CHAPTER XV
THE DREAM
1
Barry and Gerda were married in January in a registry office, and, as all concerned disliked wedding parties, there was no wedding party.
After they had gone, Neville, recovered now from the lilies and languors of illness, plunged into the roses and raptures of social life. One mightn’t, she said to herself, be able to accomplish much in this world, or imprint one’s personality on one’s environment by deeds and achievements, but one could at least enjoy life, be a pleased participator in its spoils and pleasures, an enchanted spectator of its never-ending flux and pageant, its richly glowing moving pictures. One could watch the play out, even if one hadn’t much of a part oneself. Music, art, drama, the company of eminent, pleasant and entertaining persons, all the various forms of beauty, the carefully cultivated richness, graces and elegances which go to build up the world of the fortunate, the cultivated, the prosperous and the well-bred—Neville walked among these like the soul in the lordly pleasure house built for her by the poet Tennyson, or like Robert Browning glutting his sense upon the world—“Miser, there waits the gold for thee!”—or Francis Thompson swinging the earth a trinket at his wrist. In truth, she was at times self-consciously afraid that she resembled all these three, whom (in the moods they thus expressed) she disliked beyond reason, finding them morbid and hard to please.
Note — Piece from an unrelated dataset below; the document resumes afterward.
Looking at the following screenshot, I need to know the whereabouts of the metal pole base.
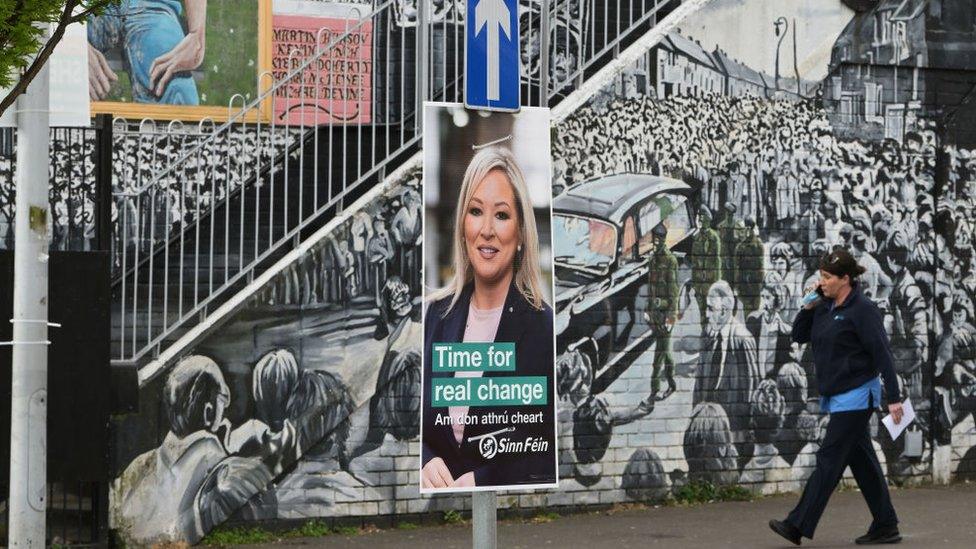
[471,492,498,549]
She too knew herself morbid and hard to please. If she had not been so, to be Rodney’s wife would surely have been enough; it would have satisfied all her nature. Why didn’t it? Was it perhaps really because, though she loved him, it was not with the uncritical devotion of the early days? She had for so many years now seen clearly, through and behind his charm, his weakness, his vanities, his scorching ambitions and jealousies, his petulant angers, his dependence on praise and admiration. She had no jealousy now of his frequent confidential intimacies with other attractive women; they were harmless enough, and he never lost the need of and dependence on her; but they may have helped to clarify her vision of him.
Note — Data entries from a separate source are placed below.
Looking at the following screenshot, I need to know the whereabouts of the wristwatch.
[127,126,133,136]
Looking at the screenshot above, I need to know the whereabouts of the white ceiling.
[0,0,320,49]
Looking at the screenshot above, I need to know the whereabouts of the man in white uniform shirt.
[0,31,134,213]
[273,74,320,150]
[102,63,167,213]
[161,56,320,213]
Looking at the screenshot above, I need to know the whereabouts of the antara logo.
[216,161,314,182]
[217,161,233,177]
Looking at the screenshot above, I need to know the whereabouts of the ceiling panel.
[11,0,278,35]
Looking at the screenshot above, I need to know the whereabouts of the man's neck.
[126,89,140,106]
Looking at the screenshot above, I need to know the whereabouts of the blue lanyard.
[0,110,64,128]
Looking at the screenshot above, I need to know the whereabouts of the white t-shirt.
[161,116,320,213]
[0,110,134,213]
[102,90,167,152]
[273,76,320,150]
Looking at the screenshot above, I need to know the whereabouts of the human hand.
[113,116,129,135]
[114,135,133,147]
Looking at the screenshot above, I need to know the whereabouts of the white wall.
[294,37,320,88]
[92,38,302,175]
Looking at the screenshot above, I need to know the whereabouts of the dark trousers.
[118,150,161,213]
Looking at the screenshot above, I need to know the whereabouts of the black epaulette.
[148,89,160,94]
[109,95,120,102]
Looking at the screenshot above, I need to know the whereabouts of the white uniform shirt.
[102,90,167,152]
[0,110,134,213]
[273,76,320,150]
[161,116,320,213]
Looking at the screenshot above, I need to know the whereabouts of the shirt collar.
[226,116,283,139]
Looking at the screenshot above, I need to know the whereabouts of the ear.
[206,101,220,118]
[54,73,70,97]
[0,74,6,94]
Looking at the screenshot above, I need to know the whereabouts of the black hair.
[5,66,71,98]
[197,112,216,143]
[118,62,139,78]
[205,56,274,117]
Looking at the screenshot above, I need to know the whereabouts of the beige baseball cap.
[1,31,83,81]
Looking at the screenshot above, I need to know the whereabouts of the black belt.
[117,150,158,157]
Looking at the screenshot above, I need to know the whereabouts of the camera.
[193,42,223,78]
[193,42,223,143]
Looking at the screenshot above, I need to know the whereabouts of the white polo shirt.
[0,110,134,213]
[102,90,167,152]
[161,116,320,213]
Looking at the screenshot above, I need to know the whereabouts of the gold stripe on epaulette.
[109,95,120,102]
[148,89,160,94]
Rodney had no failings beyond what are the common need of human nature; he was certainly good enough for her. Their marriage was all right. It was only the foolish devil of egotism in her which goaded to unwholesome activity the other side of her nature, that need for self-expression which marriage didn’t satisfy.
2
In February she suddenly tired of London and the British climate, and was moved by a desire to travel. So she went to Italy, and stayed in Capri with Nan and Stephen Lumley, who were leading on that island lives by turns gaily indolent and fiercely industrious, finding the company stimulating and the climate agreeable and soothing to Stephen’s defective lungs.